I’m shy about pooping anywhere that is not my home ― so when I’m about to go on a trip, I think about how I’ll prep my bowels to open before my friends wake up.
After my morning coffee, I’m usually ready to go. But if I don’t happen to have access to coffee that early in the morning, I’ve done this enough times to know that drinking a bottle of water does the trick too. And after a couple of days, my body will be ready to go at 6 a.m.
There have also been times when I was consistently not pooping in the morning because I was out with other people, and eventually, my body started to regularly signal me to go in the evening.
It seems like the human body can be trained to shift its poop timing. How does this happen? And is it OK for us to do it on purpose? Below, gut experts spill all.
“Most people have bowel movements when they wake up in the morning,” said Dr. Peyton Berookim, a gastroenterologist at the Gastroenterology Institute of Southern California.
This is because your circadian rhythm, the body’s internal clock, can influence your insides, causing your large intestine to contract more in the morning after you wake.

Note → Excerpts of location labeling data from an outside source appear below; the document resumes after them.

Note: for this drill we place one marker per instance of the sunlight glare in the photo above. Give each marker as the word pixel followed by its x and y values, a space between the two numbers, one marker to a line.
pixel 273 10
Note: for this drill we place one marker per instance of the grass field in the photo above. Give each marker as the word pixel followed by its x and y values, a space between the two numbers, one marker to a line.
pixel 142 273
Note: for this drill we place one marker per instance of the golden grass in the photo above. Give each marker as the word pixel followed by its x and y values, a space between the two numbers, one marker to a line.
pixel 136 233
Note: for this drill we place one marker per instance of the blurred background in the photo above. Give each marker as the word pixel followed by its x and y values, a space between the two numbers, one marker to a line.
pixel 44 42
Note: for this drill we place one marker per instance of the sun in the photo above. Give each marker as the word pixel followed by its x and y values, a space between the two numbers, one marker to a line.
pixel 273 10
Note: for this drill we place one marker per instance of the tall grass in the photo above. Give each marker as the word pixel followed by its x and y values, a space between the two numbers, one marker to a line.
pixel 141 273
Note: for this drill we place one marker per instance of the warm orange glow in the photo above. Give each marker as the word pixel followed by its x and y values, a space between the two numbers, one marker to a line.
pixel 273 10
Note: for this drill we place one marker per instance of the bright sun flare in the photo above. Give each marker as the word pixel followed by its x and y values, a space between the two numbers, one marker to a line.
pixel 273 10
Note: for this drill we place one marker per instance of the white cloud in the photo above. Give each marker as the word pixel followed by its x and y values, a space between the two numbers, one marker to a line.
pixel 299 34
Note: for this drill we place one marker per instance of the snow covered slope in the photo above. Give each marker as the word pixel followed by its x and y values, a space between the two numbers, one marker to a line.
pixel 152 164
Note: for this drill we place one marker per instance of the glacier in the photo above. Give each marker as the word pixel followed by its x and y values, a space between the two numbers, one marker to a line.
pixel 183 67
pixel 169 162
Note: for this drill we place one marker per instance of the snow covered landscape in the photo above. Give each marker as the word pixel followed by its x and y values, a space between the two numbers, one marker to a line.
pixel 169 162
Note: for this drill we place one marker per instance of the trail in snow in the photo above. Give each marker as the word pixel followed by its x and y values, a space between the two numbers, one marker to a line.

If you’re not a morning pooper, you may be wondering why your body goes like clockwork in the afternoon or evening. “Your body is used to a routine,” Berookim explained. If you’re waking up at a certain time, eating meals at certain times, going to work at a certain time and pooping at a certain time, your body and brain are going to start to settle into this routine.
“Having bowel movements at the same time each day, your body learns to anticipate the schedule, leading to a synchronization between your circadian rhythm and digestive system,” Berookim said.
Your environment also has an influence on whether your brain sends out the signal to evacuate waste.
“It may be more convenient when someone gets home, or in the morning before they leave the house,” said Dr. Siamak Tabib, a Los Angeles-based gastroenterologist and hepatologist. Your body follows your lead as far as when you “make room” for it to relieve itself.
Your brain learns to associate the environment you’re in with a place where it can poop. “Some patients say when they’re not home, they don’t have the urge,” Berookim said. “At home, you’re in your comfort zone. They say they walk in, they get the urgency, so that’s a mental thing.”
And many of us poop consistently after eating a meal. When you eat, your brain signals your large intestine to contract, pushing down waste so there’s room for the food coming in, Tabib explained. This is called the gastrocolic reflex. It may cause you to have the urge to defecate as quickly as 15 minutes after eating, or as much as several hours later. Each person’s bowels react differently to food, according to Tabib. The urge to poop after eating may be mild for one person and very strong for another.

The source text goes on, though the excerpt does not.